Ted and Brad manage to avoid each other at breakfast. Brad goes to the corral to organize the morning ride, and Ted goes to the main lodge to check the duty roster. Danny and Melody are killing time until their (unspecified) activities start in another hour. There’s no one else here except the staff, because all of the guests are busy with activities.
The rest of the chapter is basically the “clumsy Buddy” bit from the cold open of the episode – but moved indoors. Buddy trips down the stairs. Melody helps Buddy to his feet and asks him if he okay (she doesn’t do either in the episode). Brad (who’s not present) doesn’t say “Get a life” to the guys. Melody, not Brad, asks Buddy what’s wrong. Comparing the novel to the episode made me realize I was wrong in my review of “War” (season 5, episode 13). There’s actually one more reference to the “Nightmare on Elm Street” franchise. That makes a total of four, I believe.
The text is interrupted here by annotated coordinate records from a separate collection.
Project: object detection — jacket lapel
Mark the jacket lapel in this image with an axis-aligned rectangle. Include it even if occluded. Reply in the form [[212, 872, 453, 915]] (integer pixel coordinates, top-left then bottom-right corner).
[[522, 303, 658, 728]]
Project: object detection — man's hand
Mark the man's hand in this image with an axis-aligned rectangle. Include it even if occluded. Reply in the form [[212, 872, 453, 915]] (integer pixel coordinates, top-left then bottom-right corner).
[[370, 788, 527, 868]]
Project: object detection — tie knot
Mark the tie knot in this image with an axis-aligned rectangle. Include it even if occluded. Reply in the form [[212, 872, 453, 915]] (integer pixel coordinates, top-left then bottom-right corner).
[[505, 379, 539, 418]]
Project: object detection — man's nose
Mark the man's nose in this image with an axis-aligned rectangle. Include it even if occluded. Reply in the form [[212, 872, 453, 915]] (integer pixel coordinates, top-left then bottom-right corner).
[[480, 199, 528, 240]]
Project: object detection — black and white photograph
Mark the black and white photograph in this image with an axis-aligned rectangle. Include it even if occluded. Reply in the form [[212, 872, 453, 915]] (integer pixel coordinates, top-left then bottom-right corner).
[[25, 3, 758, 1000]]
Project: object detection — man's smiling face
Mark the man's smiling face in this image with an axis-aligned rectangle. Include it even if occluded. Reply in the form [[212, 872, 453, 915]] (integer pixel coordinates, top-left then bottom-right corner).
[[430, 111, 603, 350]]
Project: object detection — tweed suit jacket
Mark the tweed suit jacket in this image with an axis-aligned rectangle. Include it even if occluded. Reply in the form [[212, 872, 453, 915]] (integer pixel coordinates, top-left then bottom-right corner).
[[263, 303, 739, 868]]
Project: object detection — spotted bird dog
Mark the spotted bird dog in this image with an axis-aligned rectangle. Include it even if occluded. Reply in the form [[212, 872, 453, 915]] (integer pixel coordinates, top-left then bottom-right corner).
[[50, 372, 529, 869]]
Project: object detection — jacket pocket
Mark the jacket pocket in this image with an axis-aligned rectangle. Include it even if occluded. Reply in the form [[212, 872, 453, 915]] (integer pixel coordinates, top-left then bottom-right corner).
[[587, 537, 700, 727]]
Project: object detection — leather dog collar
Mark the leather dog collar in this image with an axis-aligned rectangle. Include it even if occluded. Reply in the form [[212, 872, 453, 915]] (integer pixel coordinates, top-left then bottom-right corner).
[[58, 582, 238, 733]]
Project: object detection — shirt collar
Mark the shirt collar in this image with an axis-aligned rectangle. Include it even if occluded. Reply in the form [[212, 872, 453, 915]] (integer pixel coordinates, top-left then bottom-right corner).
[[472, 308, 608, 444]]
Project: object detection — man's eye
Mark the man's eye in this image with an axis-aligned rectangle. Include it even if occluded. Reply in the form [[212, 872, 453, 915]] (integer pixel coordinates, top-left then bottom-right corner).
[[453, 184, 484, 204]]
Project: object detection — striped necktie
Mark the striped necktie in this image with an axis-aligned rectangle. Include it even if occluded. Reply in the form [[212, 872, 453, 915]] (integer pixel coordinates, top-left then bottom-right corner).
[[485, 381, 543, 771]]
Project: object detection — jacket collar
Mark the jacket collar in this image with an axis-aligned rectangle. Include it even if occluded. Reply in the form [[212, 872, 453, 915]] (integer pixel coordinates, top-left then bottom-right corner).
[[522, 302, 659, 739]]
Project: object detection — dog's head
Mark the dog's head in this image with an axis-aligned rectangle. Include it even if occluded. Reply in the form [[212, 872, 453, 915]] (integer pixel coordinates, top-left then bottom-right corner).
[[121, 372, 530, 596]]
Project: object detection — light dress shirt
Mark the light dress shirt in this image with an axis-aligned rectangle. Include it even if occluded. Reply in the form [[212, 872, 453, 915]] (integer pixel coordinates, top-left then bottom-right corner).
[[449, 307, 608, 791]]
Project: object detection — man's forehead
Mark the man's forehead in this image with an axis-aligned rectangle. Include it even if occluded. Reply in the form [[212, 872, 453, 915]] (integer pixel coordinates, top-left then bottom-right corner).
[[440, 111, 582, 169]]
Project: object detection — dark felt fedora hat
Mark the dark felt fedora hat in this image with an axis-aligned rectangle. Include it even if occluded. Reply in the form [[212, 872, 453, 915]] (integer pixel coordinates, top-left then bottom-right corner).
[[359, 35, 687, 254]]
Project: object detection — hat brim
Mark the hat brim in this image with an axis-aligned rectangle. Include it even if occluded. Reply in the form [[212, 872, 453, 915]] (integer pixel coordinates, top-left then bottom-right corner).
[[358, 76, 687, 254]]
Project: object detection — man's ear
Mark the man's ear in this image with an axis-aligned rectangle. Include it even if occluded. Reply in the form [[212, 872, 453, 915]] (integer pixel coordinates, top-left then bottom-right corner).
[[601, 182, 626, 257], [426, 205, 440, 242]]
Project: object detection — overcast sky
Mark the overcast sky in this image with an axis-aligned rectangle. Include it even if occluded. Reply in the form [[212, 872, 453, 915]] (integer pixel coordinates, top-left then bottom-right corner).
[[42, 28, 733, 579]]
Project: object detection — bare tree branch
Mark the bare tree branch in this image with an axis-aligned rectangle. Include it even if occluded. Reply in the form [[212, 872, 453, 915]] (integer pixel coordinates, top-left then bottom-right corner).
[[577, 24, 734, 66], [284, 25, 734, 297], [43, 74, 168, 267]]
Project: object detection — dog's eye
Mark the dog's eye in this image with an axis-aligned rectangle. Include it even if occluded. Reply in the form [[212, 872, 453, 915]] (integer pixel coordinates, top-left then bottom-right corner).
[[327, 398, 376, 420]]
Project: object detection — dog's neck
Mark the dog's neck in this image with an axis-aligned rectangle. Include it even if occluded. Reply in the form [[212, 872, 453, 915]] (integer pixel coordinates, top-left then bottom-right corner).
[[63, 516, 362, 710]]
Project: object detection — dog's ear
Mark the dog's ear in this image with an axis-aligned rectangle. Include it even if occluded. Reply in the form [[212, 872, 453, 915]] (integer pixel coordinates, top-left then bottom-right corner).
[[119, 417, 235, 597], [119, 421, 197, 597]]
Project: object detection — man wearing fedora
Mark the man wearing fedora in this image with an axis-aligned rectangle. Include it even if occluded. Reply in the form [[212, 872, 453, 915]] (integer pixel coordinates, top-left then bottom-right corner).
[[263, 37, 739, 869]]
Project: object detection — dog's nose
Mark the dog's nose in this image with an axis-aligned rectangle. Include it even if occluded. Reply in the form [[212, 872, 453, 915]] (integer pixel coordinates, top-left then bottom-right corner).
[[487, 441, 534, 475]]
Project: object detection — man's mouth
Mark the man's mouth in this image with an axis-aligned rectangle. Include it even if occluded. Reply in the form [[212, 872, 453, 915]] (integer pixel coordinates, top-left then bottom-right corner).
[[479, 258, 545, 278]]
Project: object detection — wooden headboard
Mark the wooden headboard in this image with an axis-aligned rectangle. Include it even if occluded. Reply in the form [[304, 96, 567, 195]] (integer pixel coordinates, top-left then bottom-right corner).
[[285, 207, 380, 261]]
Anyway, Buddy is explicitly stated to be wearing a Yankees baseball cap. I guess Bonnie Worth confused his Mets cap (which he doesn’t wear in the episode) for a Yankees cap, but I don’t blame her, because I did the same thing.
Melody, not Brad, asks “What little things?” The novel has the others be silent when they believe Buddy has a point. Melody then comes “to the rescue”. In the episode, Brad just immediately starts talking. Mr. Ernst trips and falls down the stairs, not from the porch. Instead of heading to the Jeep to go on the trip, he just wants Buddy to come along with him, because he wants to tell him about his idea for “a new way to fold newspapers”. Yeah…
Interestingly, they head toward “Lucy’s bunkhouse”. Lucy has her own bunk house? “Ted and Brad Get Handcuffed” (season 1, episode 10) seems to indicate she sleeps in the main lodge, but maybe she was there just to make sure that Brad and Ted didn’t
fuck like crazed weasels kill each other.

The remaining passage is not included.